Uno sguardo nuovo su luoghi conosciuti
Con Regina, Alessandro Grande dimostra di saper sfruttare al meglio gli ingredienti che ha a disposizione partendo da una storia (apparentemente) semplice per costruire un microcosmo in evoluzione. Passioni personali e influenze cinefile si intrecciano in una storia che ribadisce l'urgenza di essere raccontata in un contesto ambientale che lotta per prendere il sopravvento. Nel raccontare la sua Calabria, il regista spazza via cliché e luoghi comuni, costruisce sequenze che mettono alla prova i suoi interpreti anche fisicamente e rischia là dove decide di evitare facili risposte e scelte ovvie. Il suo coraggio viene premiato con un risultato vibrante, a tratti imperfetto, come la voce della Regina cantante che in principio spiazza con i suoi sussurri tremolanti per poi avvincerti nota dopo nota.
Conclusioni
Come evidenziato nella recensione di Regina, l'opera prima di Alessandro Grande rappresenta una ventata di aria fresca nel panorama italiano valorizzando i suoi interpreti Francesco montanari e la rivelazione Ginevra Francesconi con una narrazione coraggiosa e spiazzante che schiva le vie più battute per raccontare la paternità da un punto di vista inedito. Oltre alla grande umanità dei protagonisti, a catturare l'attenzione sono l'immagine insolita di una Calabria montuosa e crepuscolare e la musica che accompagna il cammino di Regina in un romanzo di formazione inconsueto.
Perché ci piace
- La protagonista Ginevra Francesconi è una vera e propria rivelazione a cui Francesco Montanari tiene testa con una performance umana e sfaccettata.

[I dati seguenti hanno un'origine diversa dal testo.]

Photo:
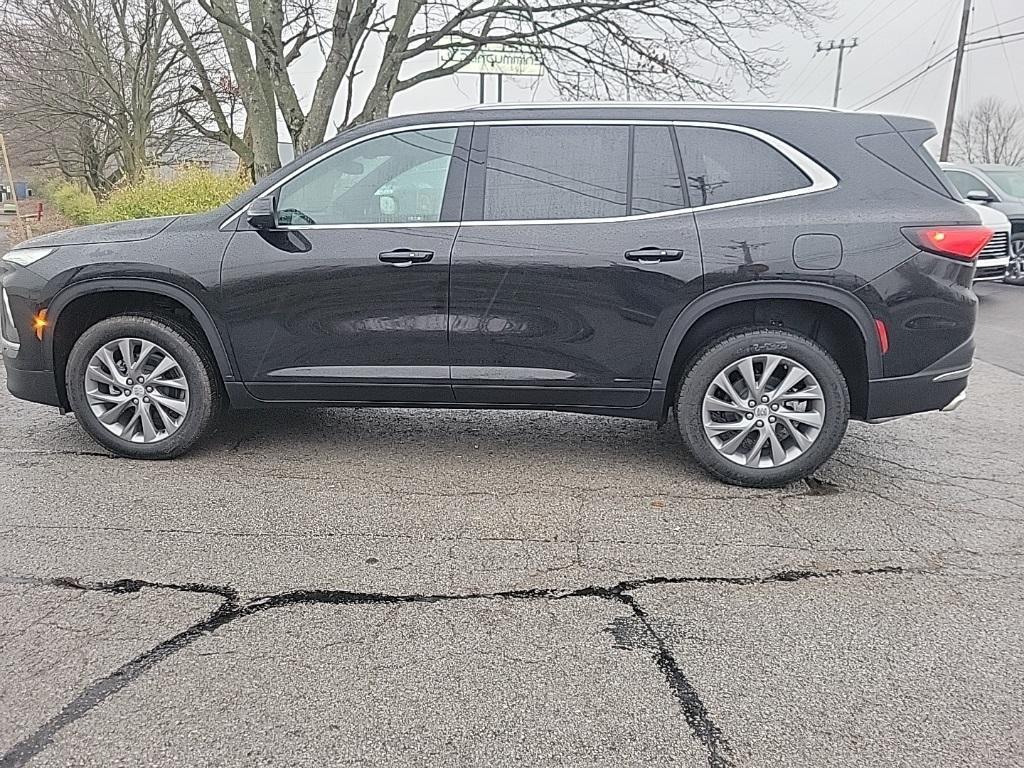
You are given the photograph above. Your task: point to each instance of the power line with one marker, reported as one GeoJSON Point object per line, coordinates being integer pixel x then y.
{"type": "Point", "coordinates": [950, 14]}
{"type": "Point", "coordinates": [998, 24]}
{"type": "Point", "coordinates": [1006, 55]}
{"type": "Point", "coordinates": [942, 59]}
{"type": "Point", "coordinates": [842, 47]}
{"type": "Point", "coordinates": [929, 66]}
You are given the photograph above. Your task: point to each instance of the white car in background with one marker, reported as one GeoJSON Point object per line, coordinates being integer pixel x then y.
{"type": "Point", "coordinates": [994, 258]}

- Una storia semplice viene arricchita e valorizzata da uno sguardo autoriale inedito.
- Le sequenze musicali, seppur poche, sono davvero affascinanti.
- Il film ci permette di conoscere una Calabria inedita, meno nota.
Cosa non va
- Il ritmo aspro e sincopato della seconda parte spiazza rispetto alla narrazione più lineare di inizio film.
- Il regista non risponde a tutte le domande sollevate dal film, alcune linee narrativi e personaggi secondari vengono sacrificati a favore dei due protagonisti.